On the memory side, the single-pass solutions for both Cython and Numba require a temporary array of the size of the input. Hence, these are the least memory-efficient methods.

The boolean mask slicing solution requires a temporary array of the size of the input but of type bool, which in NumPy is 1 bit, so this is ~64 times smaller than the default size of a NumPy array on a typical 64-bit system.
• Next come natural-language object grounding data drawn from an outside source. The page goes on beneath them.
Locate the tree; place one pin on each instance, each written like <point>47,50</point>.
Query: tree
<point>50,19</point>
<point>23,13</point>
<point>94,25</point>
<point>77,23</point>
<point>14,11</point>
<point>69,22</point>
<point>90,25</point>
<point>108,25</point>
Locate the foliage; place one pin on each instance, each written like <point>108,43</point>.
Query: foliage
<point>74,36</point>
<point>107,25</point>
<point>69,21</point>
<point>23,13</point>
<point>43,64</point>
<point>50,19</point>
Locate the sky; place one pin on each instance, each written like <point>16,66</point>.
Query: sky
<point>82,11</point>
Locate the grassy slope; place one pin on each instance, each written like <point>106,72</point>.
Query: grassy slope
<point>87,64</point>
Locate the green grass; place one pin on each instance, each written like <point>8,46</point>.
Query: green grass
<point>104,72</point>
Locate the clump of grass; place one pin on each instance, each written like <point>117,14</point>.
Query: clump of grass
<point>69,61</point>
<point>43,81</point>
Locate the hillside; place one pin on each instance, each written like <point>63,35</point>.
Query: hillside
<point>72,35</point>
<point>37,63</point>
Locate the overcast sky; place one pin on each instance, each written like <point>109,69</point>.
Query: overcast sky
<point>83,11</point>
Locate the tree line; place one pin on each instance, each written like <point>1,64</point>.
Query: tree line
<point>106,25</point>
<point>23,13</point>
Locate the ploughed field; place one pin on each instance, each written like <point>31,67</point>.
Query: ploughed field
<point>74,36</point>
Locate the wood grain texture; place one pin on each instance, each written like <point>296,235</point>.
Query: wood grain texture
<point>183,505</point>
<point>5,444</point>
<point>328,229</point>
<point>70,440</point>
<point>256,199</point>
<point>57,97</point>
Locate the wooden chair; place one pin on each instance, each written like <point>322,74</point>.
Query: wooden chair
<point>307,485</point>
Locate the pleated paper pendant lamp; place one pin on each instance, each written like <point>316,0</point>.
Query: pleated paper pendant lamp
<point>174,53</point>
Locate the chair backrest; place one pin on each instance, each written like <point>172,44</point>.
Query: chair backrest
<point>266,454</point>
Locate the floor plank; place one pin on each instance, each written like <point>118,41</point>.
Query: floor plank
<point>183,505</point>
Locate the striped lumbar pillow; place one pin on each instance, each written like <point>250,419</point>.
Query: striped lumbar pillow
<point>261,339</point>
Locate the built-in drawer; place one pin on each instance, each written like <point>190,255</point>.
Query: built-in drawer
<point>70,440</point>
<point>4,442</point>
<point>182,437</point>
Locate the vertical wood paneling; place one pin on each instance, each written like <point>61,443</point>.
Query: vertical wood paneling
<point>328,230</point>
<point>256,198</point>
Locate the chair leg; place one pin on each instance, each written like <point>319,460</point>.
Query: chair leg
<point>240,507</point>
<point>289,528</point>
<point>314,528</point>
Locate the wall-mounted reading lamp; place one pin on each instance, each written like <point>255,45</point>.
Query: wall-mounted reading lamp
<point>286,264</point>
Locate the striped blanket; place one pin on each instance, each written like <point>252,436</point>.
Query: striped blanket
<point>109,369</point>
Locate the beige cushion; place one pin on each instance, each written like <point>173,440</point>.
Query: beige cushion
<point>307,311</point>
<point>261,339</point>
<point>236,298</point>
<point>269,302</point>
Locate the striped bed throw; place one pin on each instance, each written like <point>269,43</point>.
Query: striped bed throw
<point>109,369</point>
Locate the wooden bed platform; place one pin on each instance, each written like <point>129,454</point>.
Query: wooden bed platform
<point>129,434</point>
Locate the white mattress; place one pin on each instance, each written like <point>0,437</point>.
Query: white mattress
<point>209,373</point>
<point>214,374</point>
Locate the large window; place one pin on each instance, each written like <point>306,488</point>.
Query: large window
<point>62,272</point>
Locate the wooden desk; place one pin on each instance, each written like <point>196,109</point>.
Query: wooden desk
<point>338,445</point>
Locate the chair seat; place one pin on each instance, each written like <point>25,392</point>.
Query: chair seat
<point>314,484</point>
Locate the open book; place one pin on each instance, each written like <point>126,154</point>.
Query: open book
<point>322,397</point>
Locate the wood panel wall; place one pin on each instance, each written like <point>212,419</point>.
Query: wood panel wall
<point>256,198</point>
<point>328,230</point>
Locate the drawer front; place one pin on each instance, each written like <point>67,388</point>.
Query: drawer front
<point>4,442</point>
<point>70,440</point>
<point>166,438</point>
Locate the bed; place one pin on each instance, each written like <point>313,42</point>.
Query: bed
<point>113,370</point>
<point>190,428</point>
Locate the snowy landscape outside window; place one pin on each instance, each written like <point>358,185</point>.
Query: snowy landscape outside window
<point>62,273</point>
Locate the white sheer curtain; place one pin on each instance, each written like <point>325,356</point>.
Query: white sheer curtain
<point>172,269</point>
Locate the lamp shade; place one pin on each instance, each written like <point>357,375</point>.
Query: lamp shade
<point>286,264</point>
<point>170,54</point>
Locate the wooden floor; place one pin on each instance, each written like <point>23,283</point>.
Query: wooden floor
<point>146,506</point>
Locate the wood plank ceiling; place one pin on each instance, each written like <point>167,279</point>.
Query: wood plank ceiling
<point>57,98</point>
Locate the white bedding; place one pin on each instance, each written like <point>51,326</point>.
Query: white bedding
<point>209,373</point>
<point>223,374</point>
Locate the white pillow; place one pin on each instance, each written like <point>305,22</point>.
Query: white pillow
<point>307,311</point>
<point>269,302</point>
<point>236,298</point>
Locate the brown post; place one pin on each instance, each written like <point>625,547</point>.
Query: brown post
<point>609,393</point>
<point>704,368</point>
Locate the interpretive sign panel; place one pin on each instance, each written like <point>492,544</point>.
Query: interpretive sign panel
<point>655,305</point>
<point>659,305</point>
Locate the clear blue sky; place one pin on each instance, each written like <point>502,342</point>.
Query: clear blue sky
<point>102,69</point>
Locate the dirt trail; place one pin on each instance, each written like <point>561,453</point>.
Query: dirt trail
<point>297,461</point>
The np.where() based solution has the same requirement as the boolean mask slicing in the first step (inside np.where()), which gets converted to a series of ints (typically int64 on a 64-but system) in the second step (the output of np.where()). This second step, therefore, has variable memory requirements, depending on the number of filtered elements.


Remarks

  • the generator method is also the most flexible when it comes to specifying a different filtering condition
  • the Cython solution requires specifying the data types for it to be fast
  • for both Numba and Cython, the filtering condition can be specified as a generic function (and therefore does not need to be hardcoded), but it must be specified within their respective environment, and care must be taken to make sure that this is properly compiled for speed, or substantial slowdowns are observed
  • the single-pass solutions DO require an extra .copy() right before return to avoid wasting memory
  • the NumPy methods do NOT return a view of the input, but a copy, as a result of advanced indexing:
arr = np.arange(100)
k = 50
print('`arr[arr > k]` is a copy: ', arr[arr > k].base is None)
# `arr[arr > k]` is a copy:  True
print('`arr[np.where(arr > k)]` is a copy: ', arr[np.where(arr > k)].base is None)
# `arr[np.where(arr > k)]` is a copy:  True
print('`arr[:k]` is a copy: ', arr[:k].base is None)
# `arr[:k]` is a copy:  False

(EDITED: Included np.nonzero()-based solutions and fixed memory leaks in the single-pass Cython/Numba versions, included two-passes Cython/Numba versions -- based on @ShadowRanger, @PaulPanzer and @max9111 comments.)